The ALJ found the plaintiff's and his mother's testimony regarding his subjective allegations of pain and permanent disability to be "less than credible." While all of the ALJ's stated reasons for discrediting their testimony are not completely founded, several reasons do justify his decision. For example, inconsistent information regarding the distance that the plaintiff is able to walk and many of the plaintiff's daily activities, such as occasional laundry, light cooking, walking his dog, driving to the bank, doctor's appointments, and support group, and playing pool, cards, and darts with friends, do not support the plaintiff's allegations of weakness and fatigue to the point of permanent disability. Additionally, the plaintiff's non-compliance with his medication regimen draws their credibility into question.
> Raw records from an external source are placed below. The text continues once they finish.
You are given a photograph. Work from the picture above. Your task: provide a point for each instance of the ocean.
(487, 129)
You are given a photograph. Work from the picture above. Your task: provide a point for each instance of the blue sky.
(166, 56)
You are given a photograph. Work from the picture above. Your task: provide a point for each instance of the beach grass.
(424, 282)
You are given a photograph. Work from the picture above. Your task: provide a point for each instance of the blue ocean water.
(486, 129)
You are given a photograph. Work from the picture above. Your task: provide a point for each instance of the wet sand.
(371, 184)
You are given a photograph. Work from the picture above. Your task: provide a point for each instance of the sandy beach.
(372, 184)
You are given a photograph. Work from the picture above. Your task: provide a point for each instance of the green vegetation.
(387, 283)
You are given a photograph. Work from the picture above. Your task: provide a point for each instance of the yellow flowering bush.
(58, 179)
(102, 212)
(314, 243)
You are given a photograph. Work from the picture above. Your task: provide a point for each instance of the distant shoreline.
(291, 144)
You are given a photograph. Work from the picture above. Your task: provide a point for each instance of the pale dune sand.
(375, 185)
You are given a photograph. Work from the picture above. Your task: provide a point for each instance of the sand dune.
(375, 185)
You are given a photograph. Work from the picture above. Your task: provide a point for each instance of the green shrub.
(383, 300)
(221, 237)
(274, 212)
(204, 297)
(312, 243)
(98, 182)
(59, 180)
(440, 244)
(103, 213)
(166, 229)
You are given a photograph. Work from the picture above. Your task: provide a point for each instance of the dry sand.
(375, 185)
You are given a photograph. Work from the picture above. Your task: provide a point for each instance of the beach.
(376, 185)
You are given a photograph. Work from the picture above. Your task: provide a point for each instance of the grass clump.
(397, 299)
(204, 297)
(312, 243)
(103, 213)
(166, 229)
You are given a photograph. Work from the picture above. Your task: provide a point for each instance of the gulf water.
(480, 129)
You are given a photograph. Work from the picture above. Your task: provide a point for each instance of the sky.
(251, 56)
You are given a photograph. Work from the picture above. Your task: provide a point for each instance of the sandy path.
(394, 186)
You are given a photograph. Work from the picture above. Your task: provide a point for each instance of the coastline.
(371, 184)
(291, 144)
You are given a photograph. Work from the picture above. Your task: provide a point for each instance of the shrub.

The record reflects numerous occasions upon which the plaintiff did not take his medication and the minimum of a two-week period in 2001 that the plaintiff intentionally stopped taking his medication. To claim permanent disability based upon HIV and its side effects, while carelessly, and at times intentionally, disobeying doctor's orders is not consistent. Therefore, the court finds that the ALJ properly discounted the plaintiff's and his mother's testimony regarding subjective allegations of pain and permanent disability.
Upon the foregoing,
IT IS ORDERED, that the court finds in favor of the defendant and the matter is dismissed.